Hazrat Inayat Khan sometimes told the story of a westerner coming to a sage of China and asking to be taught the occult laws.  The sage, puzzled perhaps, or perhaps politely amused, said, “But we have so many missionaries from your country coming to us and teaching us about God.  Why do you ask this question?”  The westerner replied, “Oh, we know all about God, but I want to learn the occult laws.”  “If you know about God,” responded the sage, “that is all that can be known.  You don’t need to know anything more.  If you know Him, you know all.”

Amongst those who are attracted by the spiritual side of life, or perhaps it is better to say, amongst the spiritually restless, there is often an assumption that there exists, somewhere, a body of secret knowledge.  Such wisdom, usually cryptically encoded, is always in the possession of someone mysterious who is capable of miraculous wonders, a shadowy person difficult to find, living of course in some wilderness on the other side of the planet, and never–never!–in the house next door.  No doubt the question placed before the Chinese sage came out of this kind of belief.

Sitting outside of the story–for who would want to identify themselves with this curiosity-driven westerner?–it is easy to see that the seeker has only a concept of God; he has not yet made God a reality, as Sufism teaches us to do.

“But,” the seeker might protest, “the question is natural!  Throughout history there have been illuminated souls–but they don’t reveal to us what they know!  I have read so many books, from so many different traditions, and still I don’t know the SECRET!”

There have indeed been illuminated souls throughout history, and some of them, as a service to God and humanity, have done their best to put into words something of the infinite Truth. If their scriptures do not bring instant illumination, it is from both the limitations of the words and of those who read them.  Think of the tradition of love poetry, which is as old as the heart and human language:  those with a heart of stone receive nothing from it; on reading such poetry they do not fall headlong in love with anyone, whereas those who have really known love recognise very well what the words struggle to convey, for their heart vibrates in sympathy.

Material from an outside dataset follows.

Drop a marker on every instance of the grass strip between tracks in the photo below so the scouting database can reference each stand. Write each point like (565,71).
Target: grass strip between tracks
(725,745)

It is true that religion often conceals some aspects of the faith.  In the Jewish temple there was a veil protecting the Holy of Holies from view (the veil, some ten centimetres in thickness, that was supposedly torn in two at the moment that Jesus died), and in the temples of other traditions as well it is common that the most holy place is concealed from view.  We could understand this, though, as a symbolic teaching, telling humanity that the Divine, the Truth, is beyond form; you cannot see it plainly in front of you, but you must look for it within.

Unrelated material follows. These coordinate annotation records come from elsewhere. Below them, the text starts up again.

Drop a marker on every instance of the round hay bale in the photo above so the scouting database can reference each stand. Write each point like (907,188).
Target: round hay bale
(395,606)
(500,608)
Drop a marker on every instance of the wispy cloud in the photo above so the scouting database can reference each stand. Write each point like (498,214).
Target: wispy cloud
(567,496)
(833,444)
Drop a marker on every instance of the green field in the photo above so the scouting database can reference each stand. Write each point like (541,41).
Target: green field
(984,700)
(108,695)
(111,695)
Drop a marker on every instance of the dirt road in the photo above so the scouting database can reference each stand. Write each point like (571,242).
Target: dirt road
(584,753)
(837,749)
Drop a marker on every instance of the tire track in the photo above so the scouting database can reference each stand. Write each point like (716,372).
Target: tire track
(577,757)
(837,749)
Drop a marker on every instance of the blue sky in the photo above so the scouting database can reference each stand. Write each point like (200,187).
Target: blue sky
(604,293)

As we travel the path of understanding, we begin to learn that temples of brick and stone serve as symbols of the human temple.  That is why we sometimes repeat the words, “This is not my body, this is the temple of God.”  And wth that recognition also comes the realisation that if we wish to know the Truth, we must go deep within ourselves to find It.  That is the only knowledge that will satisfy our longing; it does not come from books, nor from exotic traditions; it comes from our core.

If it is ‘secret,’ then, whose fault is that?

 

 

One Reply to “About Secrecy”

  1. Amir Smits

    If it is ‘secret’ , then, whose fault is that?
    What a lesson, put in just one sentence…. And one on which we can work a lifetime. Thank you Murshid Nawab.